XSLT confusion


I’m using Scrivener + Mendeley + TexShop to write scientific papers.
I need a certain layout, and I need to use LaTex because of citations,
so I need to look at the .xslt-files that come with Scrivener.

While looking at the files I noticed that in the compiled file (MultiMarkdown -> LaTex) are things that I can’t see in the corresponding .xslt-file.

I used the standard memoir.xslt, and in the compiled file this shows up:

\usepackage{fancyvrb}			% Allow \verbatim et al. in footnotes
\usepackage{graphicx}			% To include graphics in pdf's (jpg, gif, png, etc)
\usepackage{booktabs}			% Better tables
\usepackage{tabulary}			% Support longer table cells
\usepackage[utf8]{inputenc}		% For UTF-8 support
\usepackage[T1]{fontenc}		        % Use T1 font encoding for accented characters
\usepackage{xcolor}				% Allow for color (annotations)

%\geometry{landscape}			% Activate for rotated page geometry

%\usepackage[parfill]{parskip}	        % Activate to begin paragraphs with an empty
						        % line rather than an indent

\def\myauthor{Author}			% In case these were not included in metadata


I can’t find this in memoir.xslt, but in memoir-xelatex.xslt.
How comes this?


Is there any documentation available when it comes to scrivener and XSLT?

This has all been made much less confusing in the new version of MMD. It generates LaTeX code natively, instead of using XSLTs, and has an easy way of including preamble and footer documents using \input{} codes. With what you are seeing, the XSLT files are chained together. If you can’t find stuff in one file, check the top of it for an import statement which includes another file, and then open that one, look for it, and continue on upward in the chain. Best practice is to make your own XSLT, using a simple one like article.xslt as an example. The way it works is, whatever you define in the top level XSLT, the one you give to Scrivener, takes precedence over others. So you can import the memoir.xslt (as article does) and use it to only modify a few pieces of output while taking advantage of the larger network of files.

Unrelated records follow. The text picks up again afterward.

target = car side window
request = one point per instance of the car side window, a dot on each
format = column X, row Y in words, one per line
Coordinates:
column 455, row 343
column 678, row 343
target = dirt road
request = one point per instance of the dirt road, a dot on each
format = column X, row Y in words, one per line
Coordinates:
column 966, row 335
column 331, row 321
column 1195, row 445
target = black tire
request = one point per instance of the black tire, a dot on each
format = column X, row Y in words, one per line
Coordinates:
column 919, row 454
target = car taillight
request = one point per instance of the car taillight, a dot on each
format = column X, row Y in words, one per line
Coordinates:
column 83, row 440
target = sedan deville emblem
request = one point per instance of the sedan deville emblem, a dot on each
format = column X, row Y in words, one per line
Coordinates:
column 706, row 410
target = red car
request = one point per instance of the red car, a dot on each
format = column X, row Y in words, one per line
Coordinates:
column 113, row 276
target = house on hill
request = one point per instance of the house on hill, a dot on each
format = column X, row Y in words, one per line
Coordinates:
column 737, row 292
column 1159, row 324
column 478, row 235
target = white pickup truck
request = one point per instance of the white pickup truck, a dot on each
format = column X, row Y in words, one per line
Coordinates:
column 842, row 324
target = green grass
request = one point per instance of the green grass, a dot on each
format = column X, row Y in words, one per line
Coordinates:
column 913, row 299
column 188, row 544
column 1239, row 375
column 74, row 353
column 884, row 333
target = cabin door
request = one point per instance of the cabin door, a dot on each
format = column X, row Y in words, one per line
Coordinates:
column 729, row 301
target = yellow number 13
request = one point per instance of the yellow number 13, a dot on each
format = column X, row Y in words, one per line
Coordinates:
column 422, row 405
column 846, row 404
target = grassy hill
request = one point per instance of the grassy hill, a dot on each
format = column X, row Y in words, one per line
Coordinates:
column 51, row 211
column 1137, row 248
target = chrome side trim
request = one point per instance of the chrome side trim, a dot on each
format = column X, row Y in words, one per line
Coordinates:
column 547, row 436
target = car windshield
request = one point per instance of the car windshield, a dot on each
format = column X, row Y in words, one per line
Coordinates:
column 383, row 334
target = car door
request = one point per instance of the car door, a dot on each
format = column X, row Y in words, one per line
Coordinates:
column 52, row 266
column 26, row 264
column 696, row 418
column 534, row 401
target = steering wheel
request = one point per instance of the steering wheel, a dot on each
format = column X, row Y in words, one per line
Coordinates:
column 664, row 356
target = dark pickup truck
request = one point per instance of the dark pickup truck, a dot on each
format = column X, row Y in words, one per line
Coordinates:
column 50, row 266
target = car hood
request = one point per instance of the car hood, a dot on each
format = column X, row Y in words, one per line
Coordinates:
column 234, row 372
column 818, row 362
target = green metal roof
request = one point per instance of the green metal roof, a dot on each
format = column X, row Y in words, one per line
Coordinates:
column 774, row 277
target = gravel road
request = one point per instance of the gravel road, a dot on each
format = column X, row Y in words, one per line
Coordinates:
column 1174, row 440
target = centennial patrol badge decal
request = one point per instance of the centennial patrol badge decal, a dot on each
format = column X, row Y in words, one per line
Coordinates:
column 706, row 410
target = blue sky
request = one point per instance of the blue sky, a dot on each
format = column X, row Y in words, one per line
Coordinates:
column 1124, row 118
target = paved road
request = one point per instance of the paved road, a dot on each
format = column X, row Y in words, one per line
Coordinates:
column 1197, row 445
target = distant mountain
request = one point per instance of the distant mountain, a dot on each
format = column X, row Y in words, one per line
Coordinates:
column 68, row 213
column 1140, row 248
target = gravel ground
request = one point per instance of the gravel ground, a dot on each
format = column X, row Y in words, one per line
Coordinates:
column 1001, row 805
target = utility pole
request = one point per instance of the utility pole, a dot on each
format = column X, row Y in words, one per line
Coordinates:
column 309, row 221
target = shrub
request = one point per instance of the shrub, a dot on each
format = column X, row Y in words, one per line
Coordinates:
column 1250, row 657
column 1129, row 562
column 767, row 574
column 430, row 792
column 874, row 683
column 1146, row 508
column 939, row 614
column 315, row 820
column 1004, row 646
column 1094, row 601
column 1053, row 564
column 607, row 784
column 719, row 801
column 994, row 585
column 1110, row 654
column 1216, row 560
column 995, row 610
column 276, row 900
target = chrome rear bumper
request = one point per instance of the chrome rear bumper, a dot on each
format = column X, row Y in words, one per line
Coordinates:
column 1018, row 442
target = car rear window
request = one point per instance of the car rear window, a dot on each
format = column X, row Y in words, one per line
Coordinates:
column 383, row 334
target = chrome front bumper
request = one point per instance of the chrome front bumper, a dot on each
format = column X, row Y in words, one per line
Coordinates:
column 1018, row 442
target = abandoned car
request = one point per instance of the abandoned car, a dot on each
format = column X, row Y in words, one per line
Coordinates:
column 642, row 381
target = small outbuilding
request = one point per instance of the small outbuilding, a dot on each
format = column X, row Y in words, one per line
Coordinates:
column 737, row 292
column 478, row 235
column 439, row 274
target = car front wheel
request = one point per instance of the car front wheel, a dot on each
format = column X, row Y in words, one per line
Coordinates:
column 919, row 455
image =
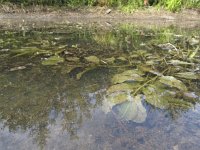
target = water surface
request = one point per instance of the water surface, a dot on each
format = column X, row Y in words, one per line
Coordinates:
column 55, row 82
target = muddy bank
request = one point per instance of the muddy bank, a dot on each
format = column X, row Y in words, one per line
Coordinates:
column 147, row 17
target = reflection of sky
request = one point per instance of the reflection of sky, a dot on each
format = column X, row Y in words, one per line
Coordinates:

But like I say, all of this can be done with much less bother in the new system, and Scrivener already works with MMD3 if you use the optional Mac support package. Just make sure to move your old MMD folder in Application Support to a backup location before running the installer. For now, I recommend using Scrivener’s “Meta-Data” file technique for the meta-data block. MMD3 meta-data is slightly different in that order matters; and the current version of Scrivener doesn’t work well with that in mind. If you place a file named “Meta-Data” at the top of your compile, it will be used as meta-data when you compile. The next release of Scrivener, 2.1, will have some transitional stuff to make MMD3 easier, and following that transitional period, we’re putting together some further integration tools, and will be embedding MMD3 (hopefully!) in the application bundle, making it official. But like I say, it already works with the support package installed.